What has got the industry and the administration worried is the growing attraction amongst youth for the glamour and high paid salaried jobs in the IT, management, finance and other shore based profession with their high life style and comforts. This has led to a fall in the number of youngsters entering the seafaring profession.
Speakers giving presentations at the Mumbai conference were quick to point out the excellent career opportunities that await experienced seafarers when they leave the sea. It was pointed out that opportunities in the maritime fields were growing. Prominently these included ship manning and management, offshore, ports, shipping, dredging, ship yards, designing. Those who did take up jobs in such organisations could do so after a stint of 10 to 15 years of sailing and having become master mariners, chief engineers or even second officers / engineers.
Capt Navin Passey, Managing Director of Wallem Ship Management Pvt Ltd pointed out that seafarers don’t want to spend a long time at sea. “They want to grab the masters and chief engineers post as soon as possible in order to be with their families. Hence at Wallems’ we ensure that seafarers go out to sea for short durations. We have created a work culture with options – work life balance – similar to the software industry. Our seafarers have access to facebook, tweeter, MySpace, etc., SMS and voice calls, etc. so that while sailing they can keep in touch with their young ones at home and talk to them in the confines and comforts of their cabins.”
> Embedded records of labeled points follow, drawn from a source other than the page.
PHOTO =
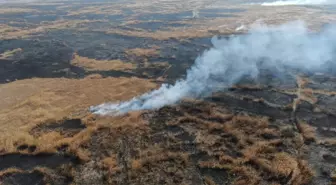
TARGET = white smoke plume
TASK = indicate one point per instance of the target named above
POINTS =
(298, 2)
(230, 59)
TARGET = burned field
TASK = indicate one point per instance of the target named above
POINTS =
(59, 58)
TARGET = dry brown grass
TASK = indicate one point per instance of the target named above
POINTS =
(16, 33)
(53, 99)
(101, 65)
(164, 35)
(111, 164)
(100, 10)
(307, 131)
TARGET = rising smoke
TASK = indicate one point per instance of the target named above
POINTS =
(299, 2)
(229, 60)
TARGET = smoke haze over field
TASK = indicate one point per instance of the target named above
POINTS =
(298, 2)
(231, 59)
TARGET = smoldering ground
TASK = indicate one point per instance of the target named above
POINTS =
(275, 48)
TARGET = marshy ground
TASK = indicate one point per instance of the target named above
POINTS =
(59, 58)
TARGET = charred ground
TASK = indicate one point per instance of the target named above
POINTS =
(57, 59)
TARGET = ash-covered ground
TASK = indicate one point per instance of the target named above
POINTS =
(59, 58)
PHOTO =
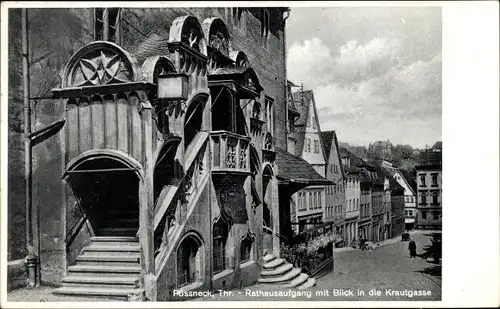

Y. Khatau, managing director of Varun Shipping Ltd. lamented about the total lack of training for those seafarers leaving the sea. There was an urgent need to provide training to those wanting to pick up jobs ashore and this would prove to be a boon for shipping in India.
A women entrepreneur from the audience mentioned about the significant role women could play in seafaring and that they could form a large portion of the seafaring community if encouraged. Though the response from women joining the seafaring profession has not been good it was felt that providing concessions for women, better amenities on board and other facilities could play an important role in getting better response from the young ladies into the profession.
“They have an all women team on the Air India aircraft flying the Delhi London route. Similarly, why not there be ships run by all ladies crew,” commented another lady. “Now that the Indian administration is headed by a lady viz. Lakshmi Venkatachalam, who is the Director General of Shipping, government of India, we could bank on her in having more women power into seafaring?”